Another notable trend in the aftermath of the pandemic has been a surge in the use of contactless payments as people return to physical stores. In 2021, the volume of contactless payments increased by 46% to £166bn to make up 21% of all card payments. Online card payments grew by 15% to £289bn and comprised 37% of card payments.
The total number of cards grew by 1.1% to 157 million during 2021, though this small change masks a relatively large shift in the share of debit cards to credit cards. In 2020, debit cards made up 59% of the market, but in 2021 this share increased to 62%.
The number of cash machine s in the UK has been falling since 2017, though the number of ATMs on the Link network remained stable in 2021. At the end of the year, there were 53,400 machines, which was roughly 500 machines fewer than at the start of the year.
Between July 2018 and February 2022, the number of ATMs in the UK fell by 12,968 or 20%.
“ATM use will never return to pre-pandemic levels,” according to Graham Mott, director of strategy at the Link ATM network. “People who perhaps were using less cash generally are now entirely comfortable using their phones or contactless.”
Real-time payments using the Faster Payment Service (FPS) reached a record in 2021, according to Pay.UK, the operator and standards body for the UK’s retail interbank payment systems.
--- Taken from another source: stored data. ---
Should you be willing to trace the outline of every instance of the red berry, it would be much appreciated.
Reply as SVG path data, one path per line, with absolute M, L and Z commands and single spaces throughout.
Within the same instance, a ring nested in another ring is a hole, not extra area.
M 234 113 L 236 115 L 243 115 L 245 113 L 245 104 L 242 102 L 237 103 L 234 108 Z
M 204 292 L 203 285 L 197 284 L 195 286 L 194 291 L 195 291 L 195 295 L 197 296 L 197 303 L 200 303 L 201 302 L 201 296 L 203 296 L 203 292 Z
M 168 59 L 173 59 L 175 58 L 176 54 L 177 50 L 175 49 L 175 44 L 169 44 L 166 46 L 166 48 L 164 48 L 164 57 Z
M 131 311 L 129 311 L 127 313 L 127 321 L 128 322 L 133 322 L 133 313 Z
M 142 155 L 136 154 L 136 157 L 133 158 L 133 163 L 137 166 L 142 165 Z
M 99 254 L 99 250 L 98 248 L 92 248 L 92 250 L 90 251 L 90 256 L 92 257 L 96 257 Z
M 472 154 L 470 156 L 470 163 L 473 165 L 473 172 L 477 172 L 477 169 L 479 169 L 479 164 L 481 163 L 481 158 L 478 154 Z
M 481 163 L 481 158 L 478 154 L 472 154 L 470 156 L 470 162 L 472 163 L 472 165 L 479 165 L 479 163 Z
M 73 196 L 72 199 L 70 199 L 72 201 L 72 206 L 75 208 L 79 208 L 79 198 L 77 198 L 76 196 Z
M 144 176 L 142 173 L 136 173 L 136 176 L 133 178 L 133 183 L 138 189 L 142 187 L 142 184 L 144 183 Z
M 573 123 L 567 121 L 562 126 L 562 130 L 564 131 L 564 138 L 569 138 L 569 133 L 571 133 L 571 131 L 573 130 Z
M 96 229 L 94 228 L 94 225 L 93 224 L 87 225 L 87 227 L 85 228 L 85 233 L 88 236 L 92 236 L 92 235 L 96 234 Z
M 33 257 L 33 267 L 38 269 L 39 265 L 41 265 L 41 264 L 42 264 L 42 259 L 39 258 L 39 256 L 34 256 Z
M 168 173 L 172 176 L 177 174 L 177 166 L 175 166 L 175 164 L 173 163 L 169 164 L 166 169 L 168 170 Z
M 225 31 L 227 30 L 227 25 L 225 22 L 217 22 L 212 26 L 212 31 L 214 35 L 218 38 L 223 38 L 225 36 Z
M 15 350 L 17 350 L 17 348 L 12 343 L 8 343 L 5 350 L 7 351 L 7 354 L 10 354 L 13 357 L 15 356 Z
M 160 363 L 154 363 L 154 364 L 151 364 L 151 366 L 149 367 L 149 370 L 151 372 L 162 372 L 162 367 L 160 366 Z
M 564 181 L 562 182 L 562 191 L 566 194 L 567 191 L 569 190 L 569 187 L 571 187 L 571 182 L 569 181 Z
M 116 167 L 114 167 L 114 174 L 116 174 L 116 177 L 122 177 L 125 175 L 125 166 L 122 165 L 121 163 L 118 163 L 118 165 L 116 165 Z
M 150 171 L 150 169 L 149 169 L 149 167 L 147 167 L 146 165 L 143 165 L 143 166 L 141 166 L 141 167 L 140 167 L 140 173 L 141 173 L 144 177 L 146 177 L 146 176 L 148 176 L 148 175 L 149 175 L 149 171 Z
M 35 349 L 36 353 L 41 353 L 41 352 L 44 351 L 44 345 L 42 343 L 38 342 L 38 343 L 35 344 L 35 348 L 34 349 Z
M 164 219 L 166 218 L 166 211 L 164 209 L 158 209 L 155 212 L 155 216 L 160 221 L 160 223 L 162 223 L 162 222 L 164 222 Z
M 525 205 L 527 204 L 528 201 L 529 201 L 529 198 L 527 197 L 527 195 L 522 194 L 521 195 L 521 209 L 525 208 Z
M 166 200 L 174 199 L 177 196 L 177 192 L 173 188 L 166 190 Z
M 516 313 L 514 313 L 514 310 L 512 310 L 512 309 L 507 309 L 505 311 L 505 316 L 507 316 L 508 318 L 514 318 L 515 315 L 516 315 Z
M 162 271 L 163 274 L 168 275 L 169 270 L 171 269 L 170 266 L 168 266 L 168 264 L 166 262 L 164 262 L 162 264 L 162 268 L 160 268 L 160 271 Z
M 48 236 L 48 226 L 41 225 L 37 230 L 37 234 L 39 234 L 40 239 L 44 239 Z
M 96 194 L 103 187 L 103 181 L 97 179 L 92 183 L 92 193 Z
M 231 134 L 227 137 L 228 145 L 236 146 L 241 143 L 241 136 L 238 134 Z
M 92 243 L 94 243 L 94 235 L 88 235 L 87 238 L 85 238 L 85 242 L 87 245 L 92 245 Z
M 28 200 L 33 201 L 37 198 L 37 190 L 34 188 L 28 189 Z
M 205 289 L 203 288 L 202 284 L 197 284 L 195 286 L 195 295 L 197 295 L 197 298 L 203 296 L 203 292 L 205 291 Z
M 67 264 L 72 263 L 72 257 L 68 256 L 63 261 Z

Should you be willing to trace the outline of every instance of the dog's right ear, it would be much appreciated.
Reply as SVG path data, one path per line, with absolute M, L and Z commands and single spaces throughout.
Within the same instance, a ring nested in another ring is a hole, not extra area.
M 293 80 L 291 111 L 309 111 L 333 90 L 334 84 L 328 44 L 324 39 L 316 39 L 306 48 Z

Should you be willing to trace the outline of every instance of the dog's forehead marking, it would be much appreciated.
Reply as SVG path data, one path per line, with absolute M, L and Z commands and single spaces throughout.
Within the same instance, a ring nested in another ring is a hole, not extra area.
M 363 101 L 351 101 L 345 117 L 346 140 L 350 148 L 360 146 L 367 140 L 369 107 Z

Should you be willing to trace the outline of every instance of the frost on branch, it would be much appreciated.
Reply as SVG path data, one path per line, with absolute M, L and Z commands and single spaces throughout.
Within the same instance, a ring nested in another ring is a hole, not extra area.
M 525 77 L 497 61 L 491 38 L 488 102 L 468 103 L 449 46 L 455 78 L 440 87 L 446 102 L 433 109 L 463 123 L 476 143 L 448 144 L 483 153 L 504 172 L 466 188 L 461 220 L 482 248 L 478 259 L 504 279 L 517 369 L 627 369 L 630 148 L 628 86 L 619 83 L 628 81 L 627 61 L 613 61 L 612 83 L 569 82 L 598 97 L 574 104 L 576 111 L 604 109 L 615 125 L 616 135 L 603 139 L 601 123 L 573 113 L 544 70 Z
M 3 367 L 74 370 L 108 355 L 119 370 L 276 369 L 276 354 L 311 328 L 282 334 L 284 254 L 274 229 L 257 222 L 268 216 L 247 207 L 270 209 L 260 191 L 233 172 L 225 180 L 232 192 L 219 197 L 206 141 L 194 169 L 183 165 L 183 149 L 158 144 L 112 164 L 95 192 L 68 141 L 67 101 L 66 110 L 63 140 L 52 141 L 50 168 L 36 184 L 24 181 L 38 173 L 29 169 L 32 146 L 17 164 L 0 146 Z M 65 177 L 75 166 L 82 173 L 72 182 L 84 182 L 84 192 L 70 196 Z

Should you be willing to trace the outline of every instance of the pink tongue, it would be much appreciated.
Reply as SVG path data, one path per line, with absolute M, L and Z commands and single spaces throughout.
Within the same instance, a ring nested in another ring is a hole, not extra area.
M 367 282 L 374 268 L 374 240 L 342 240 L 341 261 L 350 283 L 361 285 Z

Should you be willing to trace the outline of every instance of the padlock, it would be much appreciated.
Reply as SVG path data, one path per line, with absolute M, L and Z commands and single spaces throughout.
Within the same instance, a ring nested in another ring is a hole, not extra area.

The number of payments processed increased by 20% to 3.4 billion, while the value of payments rose by 24% to £2.6tn.
FPS is the only true real-time payment scheme in the UK. It allows payments of up to £1m (increased from £250,000 in February 2022) to be sent instantly through multiple channels, including online banking, mobile banking apps, telephone banking and over-the-counter.
At the end of 2021, there were 38 banks and other directly connected participants providing access to FPS.
Cash payments continue to decline, making up 17% of payments in 2020. As recently as 2010, cash payments were more than half of all payments in the UK. Even before the pandemic, debit cards had displaced cash as the most popular form of payment.
Cash withdrawals recovered slightly after the second lockdown at the end of 2020, but the total value and volume of withdrawals in 2021 was lower than in 2020 as the preference for cash has fallen. The ATM network still averaged £1.5bn of withdrawals a week in 2021, but this is down from more than £2.2bn in 2019.
The use of cheques in the UK fell dramatically during the pandemic as customers moved to electronic payments. Cheque volumes dropped 40% during the national lockdown in 2020. In 2021, the value of cheques processed through the image clearing system fell by a further 12% to £202bn.
However, 44% of current account holders still write at least one cheque a year, according to a survey published by Pay.UK in January 2022. Even among the over-65 age group, the number of people still using cheques occasionally is just 55%, down from 72% in 2014.
Businesses are more likely to write cheques, with 78% saying they write at least one cheque a year. On average, businesses write eight cheques each year.
Criminals stole more than £1.3bn through fraud and scams in 2021, according to UK Finance. Theft from unauthorised fraud, where the account holder doesn't provide authorisation and the transaction is carried out by a criminal, was £730m. Authorised push payment (APP) fraud, where customers are tricked into authorising payments, was £583m.
There were 200,000 incidents of APP scams in 2021, involving £215m lost to impersonation scams, where criminals impersonate organisations, £172m lost to investment scams and £64m in purchase scams.